On the verge of a Rehabbin’ Cabin epiphany. While working on the steps from the back door, I had a distinct thought: this is not me. Meaning: as much as I’ve enjoyed the renovation — and I do particularly enjoy the rough carpentry — it’s not something I want to do forever. Not for a living. It’s not what drives me.
So what does? Yes, I love the challenge, the puzzle-solving, the lateral thinking, the doing-more-with-less, the lifelong learning — yes, yes, all that. But the MAKING. Ah, there it is. As we pivot from full-time rehabbing to that thing we loosely (and so far, very generously) refer to as “making a living,” this epiphany comes not a moment too soon.

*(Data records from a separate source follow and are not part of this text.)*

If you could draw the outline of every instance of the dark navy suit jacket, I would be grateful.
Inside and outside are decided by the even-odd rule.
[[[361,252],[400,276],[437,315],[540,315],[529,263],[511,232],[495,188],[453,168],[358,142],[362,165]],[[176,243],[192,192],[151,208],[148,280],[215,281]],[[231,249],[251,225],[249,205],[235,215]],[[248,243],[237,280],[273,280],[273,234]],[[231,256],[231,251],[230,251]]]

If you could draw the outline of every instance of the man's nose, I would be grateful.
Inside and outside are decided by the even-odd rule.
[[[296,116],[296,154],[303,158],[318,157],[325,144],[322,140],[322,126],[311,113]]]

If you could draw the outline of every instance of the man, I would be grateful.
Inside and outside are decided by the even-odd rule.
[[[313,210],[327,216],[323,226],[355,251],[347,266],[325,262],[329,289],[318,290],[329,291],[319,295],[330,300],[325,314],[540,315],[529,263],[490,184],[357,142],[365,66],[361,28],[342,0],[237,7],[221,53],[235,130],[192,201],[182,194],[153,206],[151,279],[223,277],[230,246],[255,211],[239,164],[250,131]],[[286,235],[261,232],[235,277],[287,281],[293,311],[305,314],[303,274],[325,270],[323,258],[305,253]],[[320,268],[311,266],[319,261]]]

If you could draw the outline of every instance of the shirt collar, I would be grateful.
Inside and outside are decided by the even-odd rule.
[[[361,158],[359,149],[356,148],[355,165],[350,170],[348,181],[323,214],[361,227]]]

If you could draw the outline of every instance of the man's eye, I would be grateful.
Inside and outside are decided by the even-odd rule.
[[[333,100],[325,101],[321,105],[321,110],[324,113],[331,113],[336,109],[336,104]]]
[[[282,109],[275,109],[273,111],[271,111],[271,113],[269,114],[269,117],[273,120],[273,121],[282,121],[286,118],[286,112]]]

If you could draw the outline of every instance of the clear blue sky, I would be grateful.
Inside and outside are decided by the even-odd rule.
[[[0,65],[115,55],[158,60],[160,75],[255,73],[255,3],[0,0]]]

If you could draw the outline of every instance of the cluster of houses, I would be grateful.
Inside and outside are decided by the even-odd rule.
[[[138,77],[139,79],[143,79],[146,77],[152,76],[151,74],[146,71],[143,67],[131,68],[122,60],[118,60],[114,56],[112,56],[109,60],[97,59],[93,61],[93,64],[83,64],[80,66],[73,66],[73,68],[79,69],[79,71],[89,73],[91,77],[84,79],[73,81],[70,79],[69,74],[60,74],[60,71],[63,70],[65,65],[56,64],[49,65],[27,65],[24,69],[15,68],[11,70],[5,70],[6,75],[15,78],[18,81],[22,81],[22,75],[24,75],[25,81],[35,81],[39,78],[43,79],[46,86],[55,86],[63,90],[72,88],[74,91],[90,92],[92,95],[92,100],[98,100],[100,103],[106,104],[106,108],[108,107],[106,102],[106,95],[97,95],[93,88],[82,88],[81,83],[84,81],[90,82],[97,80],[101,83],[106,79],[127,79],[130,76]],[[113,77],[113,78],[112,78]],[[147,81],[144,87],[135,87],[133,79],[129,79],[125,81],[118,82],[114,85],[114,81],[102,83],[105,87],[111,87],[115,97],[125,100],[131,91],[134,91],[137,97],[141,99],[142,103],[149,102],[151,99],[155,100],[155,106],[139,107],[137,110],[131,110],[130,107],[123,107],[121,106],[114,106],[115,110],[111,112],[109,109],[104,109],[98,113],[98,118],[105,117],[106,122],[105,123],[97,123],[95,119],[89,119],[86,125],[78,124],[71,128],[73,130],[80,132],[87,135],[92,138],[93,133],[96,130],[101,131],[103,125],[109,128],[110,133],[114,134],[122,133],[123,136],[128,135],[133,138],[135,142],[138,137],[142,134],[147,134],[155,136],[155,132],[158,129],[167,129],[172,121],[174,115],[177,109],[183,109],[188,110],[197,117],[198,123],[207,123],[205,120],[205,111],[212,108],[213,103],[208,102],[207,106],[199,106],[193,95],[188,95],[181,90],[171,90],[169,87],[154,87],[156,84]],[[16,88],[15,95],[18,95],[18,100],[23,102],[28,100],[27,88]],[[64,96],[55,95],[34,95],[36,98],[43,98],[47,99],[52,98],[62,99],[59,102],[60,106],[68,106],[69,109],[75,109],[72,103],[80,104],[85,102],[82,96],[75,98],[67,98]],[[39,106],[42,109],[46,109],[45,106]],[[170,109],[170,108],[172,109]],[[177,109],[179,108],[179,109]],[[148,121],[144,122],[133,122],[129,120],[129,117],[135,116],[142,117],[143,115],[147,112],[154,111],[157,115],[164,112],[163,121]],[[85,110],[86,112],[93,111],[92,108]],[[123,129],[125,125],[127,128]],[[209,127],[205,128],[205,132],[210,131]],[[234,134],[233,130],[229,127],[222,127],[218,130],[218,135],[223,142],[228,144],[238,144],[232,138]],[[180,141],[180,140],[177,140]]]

When I was a designer in dot-com land (Career 4.0), and then in enterprise computing (Career 4.5), my energies would flag with the proliferation of MRDs, ROIs, and NAAs (“not another acronym”). My solution was to lean on my bosses for more “creative” work, which naturally translated to pixel-pushing (and a few frustrated bosses).
But no matter how “pictorial” or “creative” the work became — though I certainly had a blast with several excellent UI challenges — it was almost never a “making.” Not directly. The path from my pen to the finished feature release was long and longer. And it’s not that I craved authorship; I see now that there’s something in me that desires — nay, needs — that direct, complete experience of visualization becoming realization.
It’s critical that I get this right. We made this whole move, in part, as a way to get back to our passions, to ensure our labors fed us both literally and figuratively. When we started, in Virginia, almost exactly one year ago, we called our discussions “path.” The path brought us here, to this foundation. This launch pad. The lesson of the rehabbin’ cabin is: Makers make.